I Will Never Leave You
Chace Crawford and Ed Westwick have already denied that they are eating each other's assholes out. But a witness at The Ting Tings concert said the two are practically joined at the crack. The witness told Rush & Molloy, "They were never more than a foot apart. It was freaky. If one moved two feet to the left, so did the other." The two also ignored a bunch of flirty chicks. "They were only interested in each other," said the witness.
Only a foot apart? Ignored flirty chicks? They are total butt sisters!
These two don't make sense to me. I refuse to believe that if Ed Westwick loved the peen, he would choose a generic ghey like Chace. I know a bunch of you whores produce major panty pudding over Chace, but he's never done it for me. He would probably scream "OUCH" when getting it in the good hole. Wimp!
However, these two are both starting to look like hipster gayelles. Hmmm...
Here's Ed and Chace at the premiere of "The Sisterhood of the Traveling Pants 2" in NYC last night. Ok, that confirms it.
Wenn
A Project Runway Love Story
This post has a few spoilers, so close your eyes and count to 20 if you don't want to know anything. Or just go and eat your 5th glazed donut of the day.
Wesley confirmed to People that he's bumping boypussies with fellow "Project Runway" contestant Daniel. There were tons of rumors on the internets that they were dating after both hos changed their MySpace profiles to "in a relationship." They also listed each other as their "Top Friend." Damn, MySpace!
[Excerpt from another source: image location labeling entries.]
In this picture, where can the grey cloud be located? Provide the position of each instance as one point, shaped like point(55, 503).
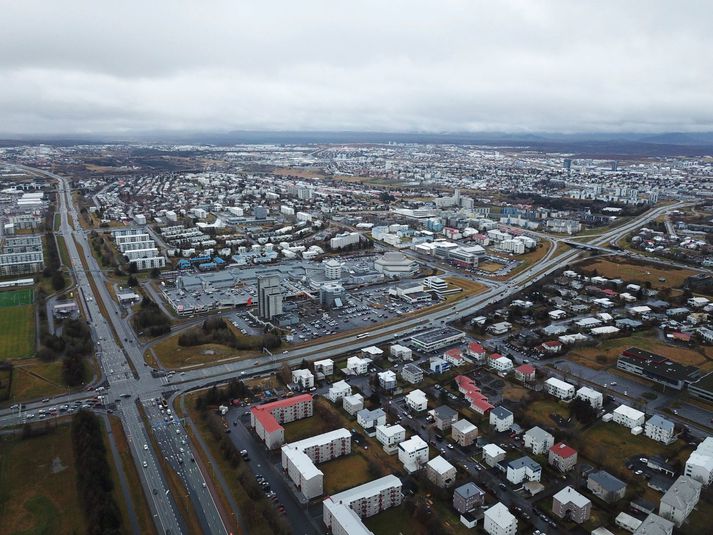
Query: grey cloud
point(82, 67)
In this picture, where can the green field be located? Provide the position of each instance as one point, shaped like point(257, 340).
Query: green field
point(16, 298)
point(17, 331)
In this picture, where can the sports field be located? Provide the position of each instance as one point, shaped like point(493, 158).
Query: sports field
point(16, 297)
point(17, 324)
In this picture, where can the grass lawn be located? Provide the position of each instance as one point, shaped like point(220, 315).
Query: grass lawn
point(16, 297)
point(17, 331)
point(647, 340)
point(38, 491)
point(673, 277)
point(35, 379)
point(345, 472)
point(610, 445)
point(538, 412)
point(173, 356)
Wesley said, "We met on the show. And we tried to keep it very professional on the show because we were both there for our careers, and we didn’t expect this to come out of it. But I’m really happy.” Damn, those sluts worked fast! Wesley was only one the show for like ten minutes. Hey, you can't deny true love.
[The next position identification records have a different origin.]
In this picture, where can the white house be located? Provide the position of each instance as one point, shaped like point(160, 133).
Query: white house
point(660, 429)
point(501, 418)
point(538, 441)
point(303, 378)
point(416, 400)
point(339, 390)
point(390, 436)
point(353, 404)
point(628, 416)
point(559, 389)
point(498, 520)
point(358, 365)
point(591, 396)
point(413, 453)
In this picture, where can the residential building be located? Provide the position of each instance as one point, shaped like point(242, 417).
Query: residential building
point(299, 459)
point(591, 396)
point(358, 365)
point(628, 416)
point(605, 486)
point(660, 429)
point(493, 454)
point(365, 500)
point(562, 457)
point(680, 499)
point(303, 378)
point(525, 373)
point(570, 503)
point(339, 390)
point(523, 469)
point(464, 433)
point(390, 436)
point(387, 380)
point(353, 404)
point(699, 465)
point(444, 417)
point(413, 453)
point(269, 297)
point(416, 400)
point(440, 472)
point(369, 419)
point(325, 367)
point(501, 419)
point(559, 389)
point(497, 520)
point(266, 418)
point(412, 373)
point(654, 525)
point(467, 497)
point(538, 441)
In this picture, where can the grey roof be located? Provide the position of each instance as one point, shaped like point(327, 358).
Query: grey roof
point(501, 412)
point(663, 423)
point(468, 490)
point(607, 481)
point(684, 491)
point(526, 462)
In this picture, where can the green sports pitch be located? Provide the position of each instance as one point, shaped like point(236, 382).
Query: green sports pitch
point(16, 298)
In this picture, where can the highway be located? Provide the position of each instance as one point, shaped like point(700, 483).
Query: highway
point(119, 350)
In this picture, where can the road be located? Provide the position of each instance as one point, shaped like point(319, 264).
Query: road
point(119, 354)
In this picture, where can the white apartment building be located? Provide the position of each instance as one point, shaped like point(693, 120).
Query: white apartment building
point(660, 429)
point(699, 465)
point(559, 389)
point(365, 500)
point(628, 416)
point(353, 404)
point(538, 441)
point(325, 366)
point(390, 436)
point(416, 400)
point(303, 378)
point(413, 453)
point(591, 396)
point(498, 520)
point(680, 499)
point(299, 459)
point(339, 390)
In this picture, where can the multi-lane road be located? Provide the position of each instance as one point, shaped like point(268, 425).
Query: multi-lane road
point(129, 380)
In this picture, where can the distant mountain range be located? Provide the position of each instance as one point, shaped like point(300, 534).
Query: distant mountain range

They are still together and Wesley said he's shocked that it's such a big deal. Blah...blah... What I really want to know is who's the top and who's the bottom? They probably don't even do sexy times. They get off by sewing shit together and watching fashion TV.
Screw these two! I want to know more about the secret romance between Stella and Terri! They are totally doing it. And by "it" I mean nothing.
P.S. - My favorite part of last night's episode was when Neeeeena Garcia said something like, "Shiny, tight, and short is the quickest way to look cheap." Cut to Heidi Klum wearing something shiny, tight and short. Cat fight!
I Blame John Travolta
In more "We need to blow up Hollywood" news, John Waters is currently working on a sequel to the movie musical version of "Hairspray." Marc Shaiman and Scott Wittman, who wrote the songs for the Broadway musical, will also be back to write the songs for the sequel. The first movie's director, Adam Shankman, has also signed up to repeat his duties.
New Line is aiming for a July 2010 release. They are hoping to reunite the original cast which included John Travolta, Zac Efron, Christopher Walken, Michelle Pfeiffer, Queen Latifah, Nikki Blonsky and Brittany Snow. The sequel will pick up right where the first one ended.
I'll be surprised if Michelle Pfeiffer agrees to this fuckery. Didn't she learn anything from "Grease 2"? "I want a coooooool rider, A cool, cool, cool, cool rider....." What am I saying? That movie changed my life.
You know John Travolta just wants a reason to get back into that costume. He never felt so alive in his life. He probably had to wear diapers the entire time because he kept creaming himself, he was so happy. Shit, he probably wears that outfit at home and dances with his life-size cut out of Zac Efron.
I also blame GREED for this. John Waters probably made a shit load off of the "Hairspray" musical and now he just can't get enough. John, just say NO to a "Hairspray" sequel. But just say YES to a "Serial Mom" sequel.